Some homeless people who learned of the announcement this morning had mixed views on the idea. While many expressed happiness at having a roof over their heads, some were worried about the lack of showers and daytime access.
Many of the homeless people previously had stayed overnight at Ala Moana Beach Park, but that option became unavailable when the city began night closures there on March 27. The congregations at Kawaiha'o and Central Union have provided food and shelter since then on a temporary basis, and set today as the deadline for halting the services.
Work began at the state's new Kaka'ako site late last week and was continuing through today to ready the site, including placement of a new floor and a wall.

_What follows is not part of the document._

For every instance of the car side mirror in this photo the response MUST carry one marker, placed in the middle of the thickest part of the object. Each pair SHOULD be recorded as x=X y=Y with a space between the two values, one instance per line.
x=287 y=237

After talking to homeless representatives, the state decided to concentrate on "a safe and secure place to sleep, a safe and secure place to store their things, and bathrooms," said Stephanie Aveiro, state housing director.
Mats and cots will be provided later.
Aveiro said the site is intended to be available until more permanent arrangements can be made to accommodate the homeless. She said the site, which is owned by the Hawai'i Community Development Authority, should be available for about the next eight months.
Three nonprofit groups have been contracted to help provide social services and security at the site: the Affordable Housing and Homeless Alliance, H5 (Hawai'i Helping the Hungry Have Hope) and the Waikiki Health Center.
State officials say about $200,000 is being spent on the effort.
Aveiro said about nine other sites were considered, including the vacated Kamamalu Building, the old Stadium Bowl-A-Drome in Mo'ili'ili and a vacant lot next to Mother Waldron Park. Homeless leaders also suggested Sand Island Park.
"We looked at every vacant site the state could access,"Aveiro said.